Excellente question. La socialisation est un point extrêmement important, tout comme l’apprentissage progressif de la solitude, de la garde, etc. Le facteur qu’on ne peut malheureusement pas contrôler, c’est la génétique. Néanmoins, en procédant doucement avec le chiot, c’est le mieux qu’on puisse faire. D’où l’importance des cours de maternelle, qui permettent d’apprendre à lire et décoder son chiot avec l’aide de professionnelles. Les chiots s’expriment de façon plutôt maladroite, comme les enfants humains, et des éducatrices formées peuvent vraiment changer la donne (ça m’a sauvée avec Kenza !). Une éducation en renforcement positif semble également aider à prévenir les détresses liées à la séparation (Dale et al. 2024).
Quelles races ou profils de chiens sont plus à risque d'anxiété de séparation ?
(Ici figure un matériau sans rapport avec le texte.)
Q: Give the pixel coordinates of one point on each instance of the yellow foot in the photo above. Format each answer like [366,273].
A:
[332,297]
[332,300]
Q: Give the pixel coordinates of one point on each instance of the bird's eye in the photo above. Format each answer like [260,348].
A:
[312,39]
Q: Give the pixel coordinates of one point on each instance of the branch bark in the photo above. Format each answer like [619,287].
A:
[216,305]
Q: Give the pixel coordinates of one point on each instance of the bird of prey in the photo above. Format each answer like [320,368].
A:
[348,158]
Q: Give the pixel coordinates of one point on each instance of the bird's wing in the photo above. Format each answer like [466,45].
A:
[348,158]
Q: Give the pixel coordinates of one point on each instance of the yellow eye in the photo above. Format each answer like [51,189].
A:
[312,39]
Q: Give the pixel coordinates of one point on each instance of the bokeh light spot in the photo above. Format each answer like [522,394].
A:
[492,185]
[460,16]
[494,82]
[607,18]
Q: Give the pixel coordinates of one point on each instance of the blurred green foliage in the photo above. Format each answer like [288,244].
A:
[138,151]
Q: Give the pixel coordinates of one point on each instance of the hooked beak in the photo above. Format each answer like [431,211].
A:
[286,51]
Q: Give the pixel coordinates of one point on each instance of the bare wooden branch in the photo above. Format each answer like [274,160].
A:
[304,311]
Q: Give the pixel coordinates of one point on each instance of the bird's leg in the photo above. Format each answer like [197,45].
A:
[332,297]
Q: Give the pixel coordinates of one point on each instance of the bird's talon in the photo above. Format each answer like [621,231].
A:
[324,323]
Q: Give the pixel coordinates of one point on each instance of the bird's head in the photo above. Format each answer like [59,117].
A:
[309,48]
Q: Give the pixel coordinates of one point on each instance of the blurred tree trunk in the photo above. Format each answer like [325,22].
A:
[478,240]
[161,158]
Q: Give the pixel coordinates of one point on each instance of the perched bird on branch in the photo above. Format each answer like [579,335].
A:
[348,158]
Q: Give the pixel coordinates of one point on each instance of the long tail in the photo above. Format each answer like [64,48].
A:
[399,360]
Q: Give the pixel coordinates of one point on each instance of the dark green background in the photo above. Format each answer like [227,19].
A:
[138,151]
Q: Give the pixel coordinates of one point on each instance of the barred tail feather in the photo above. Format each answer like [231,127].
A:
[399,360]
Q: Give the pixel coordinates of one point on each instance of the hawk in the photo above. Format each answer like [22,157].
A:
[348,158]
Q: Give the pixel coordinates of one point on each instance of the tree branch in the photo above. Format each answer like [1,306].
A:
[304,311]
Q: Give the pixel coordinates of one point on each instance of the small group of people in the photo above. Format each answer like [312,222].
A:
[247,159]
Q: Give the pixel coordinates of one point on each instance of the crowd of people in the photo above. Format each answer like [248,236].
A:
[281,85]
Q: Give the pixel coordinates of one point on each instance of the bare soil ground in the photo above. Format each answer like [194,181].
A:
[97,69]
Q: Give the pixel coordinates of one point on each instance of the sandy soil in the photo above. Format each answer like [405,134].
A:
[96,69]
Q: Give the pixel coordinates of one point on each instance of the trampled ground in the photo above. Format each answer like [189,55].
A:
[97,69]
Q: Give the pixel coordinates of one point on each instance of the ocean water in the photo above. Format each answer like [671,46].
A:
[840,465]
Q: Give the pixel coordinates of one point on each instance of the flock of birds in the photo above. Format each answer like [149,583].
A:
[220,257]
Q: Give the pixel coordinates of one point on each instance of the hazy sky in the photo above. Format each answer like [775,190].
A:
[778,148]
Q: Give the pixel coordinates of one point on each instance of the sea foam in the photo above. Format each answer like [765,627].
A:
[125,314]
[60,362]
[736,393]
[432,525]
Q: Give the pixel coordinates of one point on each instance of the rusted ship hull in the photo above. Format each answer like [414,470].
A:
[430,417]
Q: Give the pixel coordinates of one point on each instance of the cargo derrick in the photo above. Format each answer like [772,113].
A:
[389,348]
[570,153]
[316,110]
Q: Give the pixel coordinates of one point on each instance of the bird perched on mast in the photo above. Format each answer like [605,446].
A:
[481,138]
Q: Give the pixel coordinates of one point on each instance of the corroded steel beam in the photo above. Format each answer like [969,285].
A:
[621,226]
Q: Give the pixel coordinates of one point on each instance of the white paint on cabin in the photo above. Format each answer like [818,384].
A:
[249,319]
Aucune race ou profil n’est plus à risque. Certaines lignées, peut-être, connues pour leurs anxiétés de séparation, mais sinon, c’est impossible à prédire (Bhowmik et al., 2024 ; Palestrini et al., 2011).
Mon chien est-il dépendant affectif s'il fait de l'anxiété de séparation ?
« Dépendant affectif » et « hyperattachement » sont des termes qui peuvent se recouper. Selon mes connaissances, il existe deux types d’anxiété de séparation. La première, plus générale, concerne des chiens qui ne peuvent pas être seuls, mais n’importe quel être humain peut leur servir de référence. L’autre, clinique, se manifeste lorsqu’une seule personne est essentielle pour le chien et que son monde s’effondre en son absence. Oui, cela existe, mais c’est beaucoup plus rare.
Sources
- Bhowmik, N. (2024). Heritability and genome-wide association study of dog behavioral phenotypes in a commercial breeding cohort.
- Dale, F., et al. (2024). Canine separation-related behaviour at six months of age: Dog, owner and early-life risk factors identified using the ‘Generation Pup’ longitudinal study.
- Palestrini, C., et al. (2010). Video analysis of dogs with separation-related behaviors.
- Sarviaho, R. (2019). Two novel genomic regions associated with fearfulness in dogs overlap human neuropsychiatric loci.
- Sargisson, R. J. (2014). Canine separation anxiety: Strategies for treatment and management.